Not because I had nothing to say, but because I wasn’t sure they deserved to exist outside my own head. Writing stayed private. Mostly hidden in notes, unfinished drafts, folders, or scattered thoughts I never shared.

But over time, something changed.

I realized that writing was not really about having answers. It was about making sense of things. Creating a bit of order in the noise. Slowing down long enough to understand what I actually think.

So this space is probably an extension of that process.

My name is Kevin Barbier. In other places online, you may also find me under the name Mhussard, which I use for my explorations around design, XR, and visual creation.

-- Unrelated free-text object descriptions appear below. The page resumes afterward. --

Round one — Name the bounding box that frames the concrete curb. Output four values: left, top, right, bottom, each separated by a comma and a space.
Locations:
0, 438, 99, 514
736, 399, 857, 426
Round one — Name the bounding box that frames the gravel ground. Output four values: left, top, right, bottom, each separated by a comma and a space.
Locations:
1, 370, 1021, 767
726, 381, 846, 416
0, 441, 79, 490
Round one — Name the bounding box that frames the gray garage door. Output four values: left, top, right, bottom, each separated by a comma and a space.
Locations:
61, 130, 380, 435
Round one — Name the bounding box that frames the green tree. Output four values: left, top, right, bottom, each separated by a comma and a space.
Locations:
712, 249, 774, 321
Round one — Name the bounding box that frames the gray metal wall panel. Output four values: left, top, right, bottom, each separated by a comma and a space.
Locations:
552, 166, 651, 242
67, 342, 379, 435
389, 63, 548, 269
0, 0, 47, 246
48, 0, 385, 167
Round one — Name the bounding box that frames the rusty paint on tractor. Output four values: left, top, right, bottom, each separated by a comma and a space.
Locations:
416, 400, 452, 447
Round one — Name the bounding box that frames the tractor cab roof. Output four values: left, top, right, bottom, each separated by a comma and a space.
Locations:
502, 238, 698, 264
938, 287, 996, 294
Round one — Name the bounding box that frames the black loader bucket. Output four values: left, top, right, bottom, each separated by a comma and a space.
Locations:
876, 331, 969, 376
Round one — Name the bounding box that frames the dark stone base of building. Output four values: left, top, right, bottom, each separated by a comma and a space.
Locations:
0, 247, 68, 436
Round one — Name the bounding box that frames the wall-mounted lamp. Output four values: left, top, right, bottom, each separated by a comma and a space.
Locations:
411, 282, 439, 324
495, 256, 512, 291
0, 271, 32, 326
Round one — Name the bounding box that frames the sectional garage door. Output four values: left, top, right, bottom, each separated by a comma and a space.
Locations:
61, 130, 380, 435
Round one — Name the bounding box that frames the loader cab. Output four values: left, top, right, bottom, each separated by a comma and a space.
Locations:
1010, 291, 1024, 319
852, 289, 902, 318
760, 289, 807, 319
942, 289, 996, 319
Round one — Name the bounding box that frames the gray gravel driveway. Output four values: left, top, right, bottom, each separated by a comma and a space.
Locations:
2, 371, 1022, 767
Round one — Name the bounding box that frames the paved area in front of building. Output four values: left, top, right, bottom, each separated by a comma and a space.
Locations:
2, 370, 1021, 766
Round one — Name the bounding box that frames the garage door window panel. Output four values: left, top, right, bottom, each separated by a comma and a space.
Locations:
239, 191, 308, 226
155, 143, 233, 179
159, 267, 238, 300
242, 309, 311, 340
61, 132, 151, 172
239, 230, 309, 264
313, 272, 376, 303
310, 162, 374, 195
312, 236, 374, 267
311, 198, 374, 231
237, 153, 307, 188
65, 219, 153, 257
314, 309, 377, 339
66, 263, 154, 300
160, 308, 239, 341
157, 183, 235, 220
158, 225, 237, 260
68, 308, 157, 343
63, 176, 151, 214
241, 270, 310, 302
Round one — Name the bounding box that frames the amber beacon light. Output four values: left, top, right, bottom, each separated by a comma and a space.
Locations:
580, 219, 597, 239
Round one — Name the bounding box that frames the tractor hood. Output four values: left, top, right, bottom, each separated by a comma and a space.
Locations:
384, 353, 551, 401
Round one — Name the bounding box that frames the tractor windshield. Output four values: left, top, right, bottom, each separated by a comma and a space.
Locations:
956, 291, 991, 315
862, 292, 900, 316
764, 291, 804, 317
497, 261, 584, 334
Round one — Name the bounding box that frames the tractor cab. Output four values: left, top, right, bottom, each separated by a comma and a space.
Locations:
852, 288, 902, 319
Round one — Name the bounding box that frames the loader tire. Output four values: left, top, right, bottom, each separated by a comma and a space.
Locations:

Here, I want to document ideas, experiments, questions, and fragments of reflection around the things that genuinely capture my attention. AI will probably appear often. So will tools, creativity, digital environments, and personal knowledge management. Lately, I’ve become increasingly interested in how technology is reshaping not only the way we work, but also the way we think, learn, remember, and create.

The more AI evolves, the more one question keeps coming back in my mind: what happens when knowledge itself becomes one of the central layers of everyday life?

I don’t really approach these topics as an expert. I’m much more interested in exploration than certainty.

This space is not meant to deliver definitive answers or polished conclusions. It’s more like a quiet record of observations, thoughts, and experiments while trying to better understand the world around me.

I think many people today feel this strange tension between excitement and disorientation. Technology keeps accelerating, tools keep multiplying, and it sometimes feels difficult to find stable ground inside all of it. Writing helps me slow things down enough to examine them properly.

Maybe that’s also why I’m interested in PKM and digital gardens. Not simply as productivity systems, but as ways to think more clearly and remain intentional in an environment designed to constantly fragment attention.

I’m also present on platforms like Substack and Medium, where I already share longer reflections and essays. Some of those articles will probably find their way here as well, alongside shorter notes and more spontaneous thoughts.

In a way, I simply want to contribute my own small piece to this growing conversation around technology, creativity, knowledge, and the way we navigate a rapidly changing world.

In the end, I think this blog exists for a simple reason: to leave traces.

Not polished personal branding, not the illusion of expertise, just an attempt to think more honestly, document what I’m building, and understand where all of this might be leading us.

Maybe this space will evolve over time. Maybe the subjects will shift, the questions will deepen, or the format itself will change. That’s part of the process too.

For now, I’m simply glad to begin somewhere. Anyway, this is a start.